Die Geschichte der Verfilmung wäre fast schon wieder eine Komödie für sich, wenn man zum Beispiel hört, wie sehr sich das Bistum Regensburg bemüht hat, die Dreharbeiten in und um Kirchen herum zu verhindern. Weil nämlich die geistlichen Herren im Film alle ein wenig scheinheilig sind. In letzter Minute, erzählt Sixt, hätten sie dann doch noch eine Kirche gefunden, in der sie drehen durften.

Es hatte sich also wieder mal alles zum Guten gewendet. Inzwischen, nach sieben Wochen Laufzeit, hat "Eine ganz heiße Nummer" mehr Zuschauer als damals "Titanic" im selben Zeitraum, sagt Andrea Sixt. Bis Weihnachten werden es wohl eine Million Zuschauer sein, gut 90 Prozent davon in Bayern. Das ist immerhin ein ähnlicher Erfolg wie Marcus H. Rosenmüllers "Wer früher stirbt ist länger tot", der insgesamt auf 1,3 Millionen Zuschauer kam.

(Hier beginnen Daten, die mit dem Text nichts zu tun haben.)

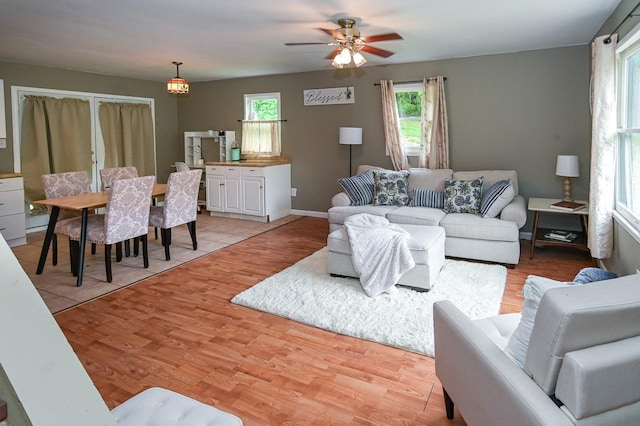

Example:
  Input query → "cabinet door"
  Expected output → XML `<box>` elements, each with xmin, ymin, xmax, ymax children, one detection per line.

<box><xmin>224</xmin><ymin>174</ymin><xmax>242</xmax><ymax>213</ymax></box>
<box><xmin>242</xmin><ymin>176</ymin><xmax>266</xmax><ymax>216</ymax></box>
<box><xmin>207</xmin><ymin>175</ymin><xmax>224</xmax><ymax>212</ymax></box>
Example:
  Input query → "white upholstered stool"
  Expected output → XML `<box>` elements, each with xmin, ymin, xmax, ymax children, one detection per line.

<box><xmin>111</xmin><ymin>388</ymin><xmax>242</xmax><ymax>426</ymax></box>
<box><xmin>327</xmin><ymin>225</ymin><xmax>444</xmax><ymax>290</ymax></box>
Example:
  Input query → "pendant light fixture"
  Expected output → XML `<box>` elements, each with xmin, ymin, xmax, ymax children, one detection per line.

<box><xmin>167</xmin><ymin>61</ymin><xmax>189</xmax><ymax>95</ymax></box>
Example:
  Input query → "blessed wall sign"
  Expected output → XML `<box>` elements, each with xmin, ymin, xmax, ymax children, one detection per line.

<box><xmin>304</xmin><ymin>87</ymin><xmax>356</xmax><ymax>106</ymax></box>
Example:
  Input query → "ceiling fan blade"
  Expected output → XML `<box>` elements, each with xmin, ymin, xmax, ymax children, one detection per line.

<box><xmin>284</xmin><ymin>42</ymin><xmax>334</xmax><ymax>46</ymax></box>
<box><xmin>362</xmin><ymin>44</ymin><xmax>394</xmax><ymax>58</ymax></box>
<box><xmin>324</xmin><ymin>47</ymin><xmax>340</xmax><ymax>59</ymax></box>
<box><xmin>361</xmin><ymin>33</ymin><xmax>402</xmax><ymax>43</ymax></box>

All das sind so Dinge, die sie sich nicht hat träumen lassen, damals bei der Silvesterparty im Sollner Kino, als ihr Leben sozusagen neu begann. Wäre eigentlich ein Grund, den Jahreswechsel heuer wieder in einem Kino zu begehen. Aber heuer, sagt sie, feiert sie eher in kleinerem Rahmen, bei Freunden. Wer weiß, wohin das dann wieder führen mag?